Re: problems with dm-raid 6

Phil Turmel <philip@xxxxxxxxxx> · Mon, 21 Mar 2016 08:42:16 -0400

Hi Patrick,

On 03/20/2016 06:37 PM, Andreas Klauer wrote:
> On Sun, Mar 20, 2016 at 10:44:57PM +0100, Patrick Tschackert wrote:
>> After rebooting the system, one of the harddisks was missing from my md raid 6 (the drive was /dev/sdf), so i rebuilt it with a hotspare that was already present in the system.
>> I physically removed the "missing" /dev/sdf drive after the restore and replaced it with a new drive.

Your smartctl output shows pending sector problems with sdf, sdh, and
sdj.  The latter are WD Reds that won't keep those problems through a
scrub, so I guess the smartctl report was from before that?
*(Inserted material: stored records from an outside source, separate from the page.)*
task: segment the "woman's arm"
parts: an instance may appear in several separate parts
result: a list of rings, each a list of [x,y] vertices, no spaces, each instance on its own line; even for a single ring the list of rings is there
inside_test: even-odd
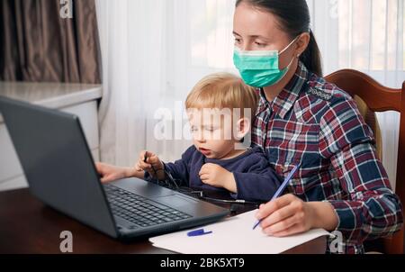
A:
[[[263,219],[263,231],[275,237],[289,236],[310,229],[334,231],[338,218],[328,202],[305,203],[293,195],[283,195],[260,206],[257,219]]]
> Exact commands involved for those steps?
> 
> mdadm --examine output for your disks?

Yes, we want these.

>> $ cat /sys/block/md0/md/mismatch_cnt
>> 311936608
> 
> Basically the whole array out of whack.

Wow.

> This is what you get when you use --create --assume-clean on disks 
> that are not actually clean... or if you somehow convince md to 
> integrate a disk that does not have valid data on, for example 
> because you copied partition table and md metadata - but not  
> everything else - using dd.
> 
> Something really bad happened here and the only person who 
> can explain it, is probably yourself.

This is wrong.  Your mdadm -D output clearly shows a 2014 creation date,
so you definitely hadn't done --create --assume-clean at that point.
(Don't.)

> Your best bet is that the data is valid on n-2 disks.
> 
> Use overlay https://raid.wiki.kernel.org/index.php/Recovering_a_failed_software_RAID#Making_the_harddisks_read-only_using_an_overlay_file
> 
> Assemble the overlay RAID with any 2 disks missing (try all combinations) and see if you get valid data.

No.  Something else is wrong, quite possibly hardware.  You don't get a
mismatch count like that without it showing up in smartctl too, unless
corrupt data was being written to one or more disks for a long time.

It's unclear from your dmesg what might have happened.  Probably bad
stuff going back years.

If you used ddrescue to replace sdf instead of letting mdadm reconstruct
it, that would have introduced zero sectors that would scramble your
encrypted filesystem.  Please let us know that you didn't use ddrescue.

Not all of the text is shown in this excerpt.